高橋浩祐米外交・安全保障専門オンライン誌「ディプロマット」東京特派員
海上自衛隊史上最大の艦艇であるいずも型護衛艦1番艦「いずも」(写真:海上自衛隊)

防衛省は8月31日、2023年度防衛予算の概算要求を過去最大の5兆5947億円とすることを決めた。予算項目だけで金額を示さない「事項要求」が100項目規模に及び、年末の予算決定では1兆円もの積み増しが予想されている。

防衛費の大幅増額の背景には、中国の著しい軍事拡張がある。中国の2022年度国防予算は、表向きの公表ベースだけで約1兆4500億元(約29兆円)に及び、日本の5倍以上に達した。過去30年では40倍以上に急増した。中国の軍拡を目の当たりにし、防衛省は特に長射程で相手の射程外から発射できるスタンド・オフ・ミサイルの早期配備を目指し、南西諸島周辺の防衛力強化を急ピッチで進めている。

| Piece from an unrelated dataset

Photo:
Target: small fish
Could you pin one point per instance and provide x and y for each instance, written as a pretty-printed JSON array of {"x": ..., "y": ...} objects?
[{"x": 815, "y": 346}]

来年度概算要求資料の中で防衛省が示した主なスタンド・オフ・ミサイルのイメージ図一覧。来年度から国産の12式地対艦誘導弾能力向上型(地発型)と島嶼防衛用高速滑空弾(早期装備型)の量産をいよいよ開始する。
来年度概算要求資料の中で防衛省が示した主なスタンド・オフ・ミサイルのイメージ図一覧。来年度から国産の12式地対艦誘導弾能力向上型(地発型)と島嶼防衛用高速滑空弾(早期装備型)の量産をいよいよ開始する。

●いずも型護衛艦の改修に36億円

防衛予算概算要求では、海上自衛隊史上最大の艦艇であるいずも型ヘリコプター搭載護衛艦1番艦「いずも」と2番艦「かが」に、短距離離陸と垂直着陸が可能なステルス戦闘機F35Bを搭載できるよう、改修費全体として36億円が予算要求された。ただし、「事項要求」に絡み、年末の予算編成過程で予算額が上積みされる可能性もある。F35B搭載に向けたいずも型護衛艦改修費としては、これまでに2020年度に31億円、2021年度に203億円、2022年度に61億円がそれぞれ計上されている。

筆者が東京特派員を務める英国の軍事専門誌ジェーンズ・ディフェンス・ウィークリーでは、かねて「いずも」と「かが」を、「ひゅうが」「いせ」と同じ「ヘリコプター空母」とみなしている。「いずも」と「かが」は「ヘリ空母」から、戦闘機搭載の「軽空母」に改修されつつある。軽空母化は中国の太平洋進出を念頭に抑止力を強化する狙いがある。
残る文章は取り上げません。